На лицах моих домашних, обступивших Катерину Матвеевну, читалось категорическое согласие с этой позицией.
— За Троекурова, ваше сиятельство, самую негодную дворовую девку отдавать — и то жалко, — выразила общее мнение тётка Наталья. — Уж мы-то его, негодяя, своими глазами видели!
— Да и слухи об нём какие ходят! — вмешалась Груня, качающая на руках младенца. — Кума моя рассказывала, а ей на рынке говорила ихняя прислуга, что чуть не каждую неделю в доме новая молодка появляется. А куда потом исчезает, то никому неведомо. Страсть господня!
— Да это не тот Троекуров, — успокоил я. — Это сын. Тому-то — нахрена жениться, если и так каждую неделю новая молодка?
— И то верно, — рассудил Данила.
Груня на него негодующе зыркнула.
— Всё равно! Разве ж это дело, благородной барышне в этаком сраме жить? Греховодство наблюдать? Спасите её, ваше сиятельство!
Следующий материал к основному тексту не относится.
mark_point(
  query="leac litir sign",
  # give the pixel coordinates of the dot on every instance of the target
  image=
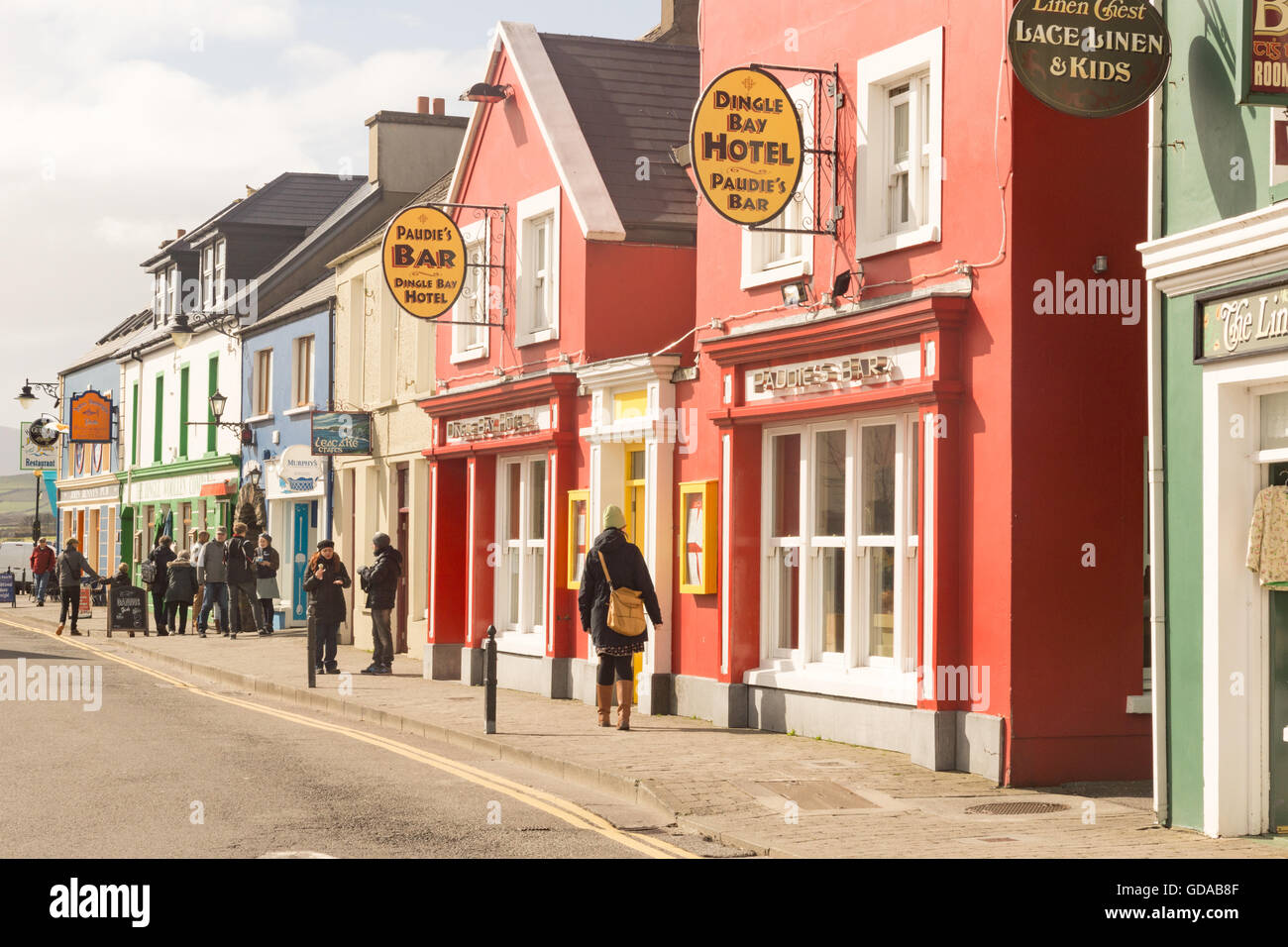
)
(1090, 58)
(746, 142)
(424, 262)
(1263, 58)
— Да спасу, куда я денусь. Спасать благородных барышень — мой профессиональный долг. Здравствуйте, любезная Катерина Матвеевна!
— Ах, простите! — Катерина Матвеевна сообразила, что даже не поздоровалась. — Я так взволнована… Здравствуйте, Владимир Всеволодович.
— Николай Троекуров, получается, посватался к вам? Мне говорили, что он в Петербург зачем-то отбыл. Это за подарками к свадьбе, что ли?
— Отбыл? — удивилась Катерина Матвеевна.
— Ну да. Он давно приходил свататься?
Катерина Матвеевна отвела глаза. Пролепетала:
— Да он, собственно, пока не приходил… Я даже и не знала, что Николай Дмитриевич в Петербурге.
— Очень интересно. А как же он тогда к вам посватался?
— Я… Ах, простите! — Катерина Матвеевна всплеснула руками. — Я вчера получила письмо от папеньки, и по некоторым оговоркам поняла, что у него появилось такое намерение — выдать меня замуж. Сказала об этом дядюшке с тетушкой, и они принялись меня убеждать, что Николай Дмитриевич — прекрасная партия. Я расплакалась, повздорила со всеми. Николай Дмитриевич — приятный молодой человек, но я его совершенно не люблю! Я плакала в саду, и меня в окно увидела Марфа. Прибежала, спросила, что случилось. Она так хорошо меня понимает! А потом откуда-то появился Захар Силантьевич. — Катерина Матвеевна задумчиво посмотрела на Захара. — Право, я даже не могу припомнить, откуда…
— Да я за минуту до этого приехал, — не моргнув глазом, соврал Захар. Ну, ясное дело. Не с Марфей же кувыркался у неё в комнате. — Как услыхал, в чём дело, так сразу сказал — надо в Давыдово ехать! Уж туда Троекурову точно хода нет. Владимир ему последний раз так по рогам дал, что еле жив остался.
— Ай, молодец! — похвалил я. — Троекуров ещё даже никуда не рыпался, а ты уже ко мне, молодому холостяку, незамужнюю барышню домой притащил. Троекуров, может, свататься ещё и не полезет. Он без папашиной воли шагу шагнуть не смеет, а папаше пока вот вообще не до жениховства. Зато Катерине Матвеевне, когда вернётся, дома скандал закатят — только в путь.
— Ой, — пробормотал Захар.
— Вот тебе и «ой»! Это у вас с Марфой свободная любовь; секс-наркотики-рок-н-ролл. А людям, отягощённым аристократическим званием, над каждым шагом думать надо. Особенно если ты незамужняя барышня. Там вообще этих правил приличия столько, что запоминать — дураком станешь.
— Ах, — сказала побледневшая Катерина Матвеевна. До которой, видимо, тоже дошло.
Я развёл руками.
— Ну, блин. Сорян. Не я выдумал.
— И что же нам теперь делать?
Ответить я не успел.
— Владимир! — заорали из дома.
Я услышал торопливый стук сапог по лестнице. Кто-то поспешно спускался из моей башни вниз.
Я распахнул дверь. И едва не столкнулся с Прохором.
— Филька, гад! — выпалил он.
— Что?
— Догадался! Взять себя не даёт. Как увидал, что я иду, так заперся в избе, да шарашит оттуда Мечом да Ударами.